Let $M = [1,\infty) \times S^2$. Equip $M$ with the metric $g = dr^2 + r^2 (\gamma + h)$ where $\gamma$ is a metric on $S^2$ and $h$ is a $(0,2)$ tensor on $M$ that satisfies $$h = O(1/r),\quad \partial h = O(1/r^2), \quad \partial \partial h = O(1/r^3) $$
In other words, the metric $g$ is asymptotic to $dr^2 + r^2 \gamma$.
It is clear that $g$ is an asymptotically flat metric on $M$ (or $\mathbb{R}^3 \setminus B_1$) if and only if $\gamma$ is of constant curvature 1.
Otherwise, in cartesian coordinates, the metric $g$ satisfies
$$g_{ij} = \delta_{ij} + O(1)$$
What I wish to know is if there exists any nontrivial conformal Killing vector field on $M$ that goes to $0$ as $r$ goes to $\infty$.
It is well known that if $g$ is asymptotically flat, i.e. if $\gamma$ is of constant curvature 1, then the answer is in the negative. This is because any nontrivial conformal Killing field on $M$ will asymptote to a conformal Killing field on Euclidean space, which we know grows like $r$. (Check York's paper titled "Conformal decomposition of symmetric tensors in the theory of gravitation").
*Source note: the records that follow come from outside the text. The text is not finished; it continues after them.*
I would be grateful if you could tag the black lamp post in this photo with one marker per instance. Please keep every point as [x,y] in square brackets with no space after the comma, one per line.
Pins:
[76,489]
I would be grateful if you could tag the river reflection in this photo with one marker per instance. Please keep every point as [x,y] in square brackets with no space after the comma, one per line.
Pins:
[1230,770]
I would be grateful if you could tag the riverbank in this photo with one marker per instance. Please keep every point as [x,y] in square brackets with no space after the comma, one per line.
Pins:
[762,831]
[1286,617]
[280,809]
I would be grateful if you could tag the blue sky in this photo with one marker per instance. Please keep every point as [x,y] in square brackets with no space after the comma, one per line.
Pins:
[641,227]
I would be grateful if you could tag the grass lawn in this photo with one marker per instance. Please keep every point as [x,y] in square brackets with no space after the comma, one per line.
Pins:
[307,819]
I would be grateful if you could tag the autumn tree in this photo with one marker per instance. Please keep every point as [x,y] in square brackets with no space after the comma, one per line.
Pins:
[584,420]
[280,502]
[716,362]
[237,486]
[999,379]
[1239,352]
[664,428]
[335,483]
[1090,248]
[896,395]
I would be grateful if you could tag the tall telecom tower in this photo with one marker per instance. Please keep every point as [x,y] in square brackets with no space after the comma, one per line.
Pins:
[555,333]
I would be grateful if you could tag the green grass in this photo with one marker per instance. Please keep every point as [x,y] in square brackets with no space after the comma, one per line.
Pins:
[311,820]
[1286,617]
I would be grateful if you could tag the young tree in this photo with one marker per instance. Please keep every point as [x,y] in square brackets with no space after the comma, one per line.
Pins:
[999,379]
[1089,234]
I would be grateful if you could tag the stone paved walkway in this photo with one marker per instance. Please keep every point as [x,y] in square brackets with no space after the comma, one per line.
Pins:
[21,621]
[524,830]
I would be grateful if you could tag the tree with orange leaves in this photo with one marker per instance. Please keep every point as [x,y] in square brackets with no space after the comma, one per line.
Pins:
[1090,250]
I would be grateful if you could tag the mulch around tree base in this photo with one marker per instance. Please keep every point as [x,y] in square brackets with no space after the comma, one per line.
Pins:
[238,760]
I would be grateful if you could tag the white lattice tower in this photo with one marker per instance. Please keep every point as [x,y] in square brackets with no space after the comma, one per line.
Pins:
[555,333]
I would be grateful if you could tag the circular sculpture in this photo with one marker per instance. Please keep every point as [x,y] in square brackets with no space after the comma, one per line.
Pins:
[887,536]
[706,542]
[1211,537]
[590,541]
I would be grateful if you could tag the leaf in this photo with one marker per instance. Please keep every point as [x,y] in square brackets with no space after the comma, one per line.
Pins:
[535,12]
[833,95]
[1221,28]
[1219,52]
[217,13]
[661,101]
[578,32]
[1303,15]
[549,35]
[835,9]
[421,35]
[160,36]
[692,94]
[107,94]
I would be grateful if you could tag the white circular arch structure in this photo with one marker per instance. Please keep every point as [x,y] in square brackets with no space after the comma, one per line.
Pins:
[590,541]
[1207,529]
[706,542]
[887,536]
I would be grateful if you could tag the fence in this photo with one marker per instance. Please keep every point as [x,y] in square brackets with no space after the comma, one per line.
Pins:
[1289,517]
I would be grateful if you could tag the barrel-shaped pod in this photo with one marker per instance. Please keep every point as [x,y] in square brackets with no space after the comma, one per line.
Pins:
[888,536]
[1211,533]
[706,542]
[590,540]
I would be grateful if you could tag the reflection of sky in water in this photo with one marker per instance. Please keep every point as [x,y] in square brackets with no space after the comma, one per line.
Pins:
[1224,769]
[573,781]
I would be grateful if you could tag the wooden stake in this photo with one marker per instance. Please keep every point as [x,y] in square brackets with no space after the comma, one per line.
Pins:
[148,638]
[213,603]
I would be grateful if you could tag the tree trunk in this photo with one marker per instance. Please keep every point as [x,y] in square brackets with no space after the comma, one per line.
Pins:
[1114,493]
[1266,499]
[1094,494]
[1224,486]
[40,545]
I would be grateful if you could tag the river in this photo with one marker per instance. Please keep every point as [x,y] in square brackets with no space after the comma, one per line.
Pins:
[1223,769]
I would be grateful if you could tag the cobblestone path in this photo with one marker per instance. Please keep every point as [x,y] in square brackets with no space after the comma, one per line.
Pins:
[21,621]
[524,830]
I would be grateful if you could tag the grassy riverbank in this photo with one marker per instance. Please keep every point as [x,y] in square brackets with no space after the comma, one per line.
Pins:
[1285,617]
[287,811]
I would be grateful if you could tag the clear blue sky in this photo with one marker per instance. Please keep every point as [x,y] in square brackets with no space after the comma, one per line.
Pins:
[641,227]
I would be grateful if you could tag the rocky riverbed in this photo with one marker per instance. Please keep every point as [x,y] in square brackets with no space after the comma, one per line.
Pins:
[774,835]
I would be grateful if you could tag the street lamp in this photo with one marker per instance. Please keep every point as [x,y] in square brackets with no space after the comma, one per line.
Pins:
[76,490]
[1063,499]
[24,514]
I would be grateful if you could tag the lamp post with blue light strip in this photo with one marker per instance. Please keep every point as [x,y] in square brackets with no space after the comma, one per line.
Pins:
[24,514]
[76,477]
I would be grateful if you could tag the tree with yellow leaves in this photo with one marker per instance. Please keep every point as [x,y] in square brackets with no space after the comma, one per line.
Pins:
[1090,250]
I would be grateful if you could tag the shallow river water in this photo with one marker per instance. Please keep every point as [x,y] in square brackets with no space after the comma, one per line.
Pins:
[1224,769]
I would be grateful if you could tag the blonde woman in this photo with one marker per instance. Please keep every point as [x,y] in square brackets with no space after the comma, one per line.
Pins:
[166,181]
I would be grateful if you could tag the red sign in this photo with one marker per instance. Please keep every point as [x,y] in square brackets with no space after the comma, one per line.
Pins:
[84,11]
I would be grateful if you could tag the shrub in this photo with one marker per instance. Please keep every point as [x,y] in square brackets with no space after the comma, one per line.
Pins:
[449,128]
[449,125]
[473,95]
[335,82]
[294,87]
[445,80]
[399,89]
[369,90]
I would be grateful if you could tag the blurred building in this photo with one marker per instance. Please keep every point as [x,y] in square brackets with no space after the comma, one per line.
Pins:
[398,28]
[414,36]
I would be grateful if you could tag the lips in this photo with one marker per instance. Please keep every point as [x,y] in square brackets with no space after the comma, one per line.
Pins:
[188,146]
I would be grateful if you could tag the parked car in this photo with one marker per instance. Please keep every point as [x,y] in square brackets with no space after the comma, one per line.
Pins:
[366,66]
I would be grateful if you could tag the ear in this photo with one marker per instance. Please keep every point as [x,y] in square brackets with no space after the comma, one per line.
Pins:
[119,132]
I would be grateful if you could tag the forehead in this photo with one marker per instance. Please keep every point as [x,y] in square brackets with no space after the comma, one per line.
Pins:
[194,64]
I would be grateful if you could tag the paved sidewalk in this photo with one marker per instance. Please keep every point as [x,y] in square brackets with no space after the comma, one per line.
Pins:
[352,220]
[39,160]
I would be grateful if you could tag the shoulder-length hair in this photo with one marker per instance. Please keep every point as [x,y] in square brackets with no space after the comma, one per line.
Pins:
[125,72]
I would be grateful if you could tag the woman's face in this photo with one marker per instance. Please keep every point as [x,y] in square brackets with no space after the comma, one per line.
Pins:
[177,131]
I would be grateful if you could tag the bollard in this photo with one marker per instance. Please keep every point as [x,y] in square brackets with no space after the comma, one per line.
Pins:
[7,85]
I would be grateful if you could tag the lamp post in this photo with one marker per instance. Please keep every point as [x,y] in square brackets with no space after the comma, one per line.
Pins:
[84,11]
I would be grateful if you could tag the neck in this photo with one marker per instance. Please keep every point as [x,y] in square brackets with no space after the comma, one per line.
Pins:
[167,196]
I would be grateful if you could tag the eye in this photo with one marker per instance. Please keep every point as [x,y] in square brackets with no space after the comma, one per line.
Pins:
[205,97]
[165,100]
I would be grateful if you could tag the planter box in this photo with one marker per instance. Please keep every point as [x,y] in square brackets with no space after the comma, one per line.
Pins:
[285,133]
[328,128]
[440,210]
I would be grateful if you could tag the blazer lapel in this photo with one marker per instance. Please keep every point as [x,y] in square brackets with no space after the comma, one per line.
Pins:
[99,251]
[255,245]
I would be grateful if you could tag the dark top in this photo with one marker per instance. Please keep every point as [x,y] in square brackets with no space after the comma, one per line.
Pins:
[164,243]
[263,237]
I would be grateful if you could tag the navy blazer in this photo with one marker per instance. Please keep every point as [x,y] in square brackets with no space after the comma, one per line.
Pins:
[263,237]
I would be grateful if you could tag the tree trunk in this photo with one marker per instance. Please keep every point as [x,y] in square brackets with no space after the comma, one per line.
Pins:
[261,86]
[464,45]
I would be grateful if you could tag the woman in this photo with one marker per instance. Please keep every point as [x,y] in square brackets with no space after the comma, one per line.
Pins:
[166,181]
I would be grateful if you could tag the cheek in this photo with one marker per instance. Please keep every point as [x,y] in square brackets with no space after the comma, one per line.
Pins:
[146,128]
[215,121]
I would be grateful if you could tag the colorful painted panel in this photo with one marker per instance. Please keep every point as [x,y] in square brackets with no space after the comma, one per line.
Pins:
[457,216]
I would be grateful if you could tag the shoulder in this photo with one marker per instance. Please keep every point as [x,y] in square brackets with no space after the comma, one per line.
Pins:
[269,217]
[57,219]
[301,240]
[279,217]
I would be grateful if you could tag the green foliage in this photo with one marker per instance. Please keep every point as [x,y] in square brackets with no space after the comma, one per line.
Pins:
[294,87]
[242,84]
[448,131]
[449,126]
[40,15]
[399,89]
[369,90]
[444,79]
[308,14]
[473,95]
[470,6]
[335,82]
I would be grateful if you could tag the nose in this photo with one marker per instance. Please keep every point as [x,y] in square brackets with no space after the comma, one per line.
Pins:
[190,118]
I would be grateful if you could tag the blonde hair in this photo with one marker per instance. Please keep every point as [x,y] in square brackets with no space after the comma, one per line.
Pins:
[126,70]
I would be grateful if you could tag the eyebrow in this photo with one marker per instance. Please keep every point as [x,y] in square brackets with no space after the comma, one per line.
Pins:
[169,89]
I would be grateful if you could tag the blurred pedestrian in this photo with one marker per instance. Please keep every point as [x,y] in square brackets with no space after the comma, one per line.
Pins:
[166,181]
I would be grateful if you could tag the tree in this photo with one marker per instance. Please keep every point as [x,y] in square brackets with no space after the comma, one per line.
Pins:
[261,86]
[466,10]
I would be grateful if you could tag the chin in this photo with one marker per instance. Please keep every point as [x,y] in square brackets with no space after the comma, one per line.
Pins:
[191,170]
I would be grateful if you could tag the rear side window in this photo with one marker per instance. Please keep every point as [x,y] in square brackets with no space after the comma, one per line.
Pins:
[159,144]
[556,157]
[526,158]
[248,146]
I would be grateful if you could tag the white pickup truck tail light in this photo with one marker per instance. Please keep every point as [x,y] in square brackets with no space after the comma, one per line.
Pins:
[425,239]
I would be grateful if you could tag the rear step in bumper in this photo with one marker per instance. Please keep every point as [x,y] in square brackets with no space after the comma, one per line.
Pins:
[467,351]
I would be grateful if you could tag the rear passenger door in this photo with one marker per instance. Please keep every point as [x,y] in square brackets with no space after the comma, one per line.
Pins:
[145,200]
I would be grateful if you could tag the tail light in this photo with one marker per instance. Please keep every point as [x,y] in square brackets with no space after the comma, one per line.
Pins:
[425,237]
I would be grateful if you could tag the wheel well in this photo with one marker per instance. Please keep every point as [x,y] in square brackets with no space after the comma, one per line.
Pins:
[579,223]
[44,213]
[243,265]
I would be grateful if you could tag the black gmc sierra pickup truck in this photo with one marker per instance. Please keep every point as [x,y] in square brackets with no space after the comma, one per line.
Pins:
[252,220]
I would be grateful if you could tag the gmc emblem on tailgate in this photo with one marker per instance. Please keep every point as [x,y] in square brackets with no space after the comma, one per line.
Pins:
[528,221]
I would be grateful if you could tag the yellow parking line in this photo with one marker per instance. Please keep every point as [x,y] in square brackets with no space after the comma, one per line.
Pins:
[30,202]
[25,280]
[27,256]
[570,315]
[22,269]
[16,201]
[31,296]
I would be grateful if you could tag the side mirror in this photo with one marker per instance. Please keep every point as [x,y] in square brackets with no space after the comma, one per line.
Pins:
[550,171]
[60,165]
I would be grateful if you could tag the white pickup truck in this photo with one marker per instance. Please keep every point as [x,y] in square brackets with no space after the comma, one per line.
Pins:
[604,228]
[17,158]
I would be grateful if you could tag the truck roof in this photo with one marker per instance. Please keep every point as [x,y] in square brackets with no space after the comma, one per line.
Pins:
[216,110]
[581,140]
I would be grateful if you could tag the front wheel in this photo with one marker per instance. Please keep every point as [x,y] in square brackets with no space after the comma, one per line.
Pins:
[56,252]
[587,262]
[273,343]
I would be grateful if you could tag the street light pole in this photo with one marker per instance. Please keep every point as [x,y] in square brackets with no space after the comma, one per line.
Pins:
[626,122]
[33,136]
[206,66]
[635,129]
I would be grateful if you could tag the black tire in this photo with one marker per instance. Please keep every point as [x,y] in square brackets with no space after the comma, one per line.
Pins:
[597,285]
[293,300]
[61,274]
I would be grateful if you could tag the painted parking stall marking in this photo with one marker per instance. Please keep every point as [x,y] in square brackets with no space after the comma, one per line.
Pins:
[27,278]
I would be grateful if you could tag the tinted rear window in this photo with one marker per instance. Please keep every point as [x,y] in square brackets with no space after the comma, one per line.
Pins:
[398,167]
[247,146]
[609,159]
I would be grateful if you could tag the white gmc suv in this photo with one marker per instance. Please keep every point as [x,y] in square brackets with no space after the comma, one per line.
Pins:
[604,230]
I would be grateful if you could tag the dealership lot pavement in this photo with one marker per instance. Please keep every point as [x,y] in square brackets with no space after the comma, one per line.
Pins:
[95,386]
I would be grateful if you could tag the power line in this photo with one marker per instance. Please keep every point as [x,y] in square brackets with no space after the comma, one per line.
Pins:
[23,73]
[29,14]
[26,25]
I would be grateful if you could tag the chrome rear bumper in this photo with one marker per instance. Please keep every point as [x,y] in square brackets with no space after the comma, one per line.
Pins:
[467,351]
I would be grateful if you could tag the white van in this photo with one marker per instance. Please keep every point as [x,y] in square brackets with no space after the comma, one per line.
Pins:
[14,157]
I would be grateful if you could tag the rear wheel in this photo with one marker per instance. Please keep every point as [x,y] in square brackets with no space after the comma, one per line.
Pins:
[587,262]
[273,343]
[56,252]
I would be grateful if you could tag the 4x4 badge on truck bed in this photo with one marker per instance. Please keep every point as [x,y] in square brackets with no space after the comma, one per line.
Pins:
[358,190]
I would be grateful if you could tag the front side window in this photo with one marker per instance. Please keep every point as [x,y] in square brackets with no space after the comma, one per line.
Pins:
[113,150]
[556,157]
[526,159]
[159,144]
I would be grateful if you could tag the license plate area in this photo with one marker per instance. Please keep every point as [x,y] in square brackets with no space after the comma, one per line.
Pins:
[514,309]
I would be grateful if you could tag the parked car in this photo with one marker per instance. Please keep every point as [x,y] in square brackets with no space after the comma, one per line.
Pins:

But if $\gamma$ is not the round metric on $S^2$, how do I show that there is no nontrivial conformal Killing field that vanishes at infinity? (or come up with a counterexample?) What are the conformal Killing fields on a metric of the form $dr^2+r^2 \gamma$?
Any reference to a paper that uses metrics of this type is appreciated.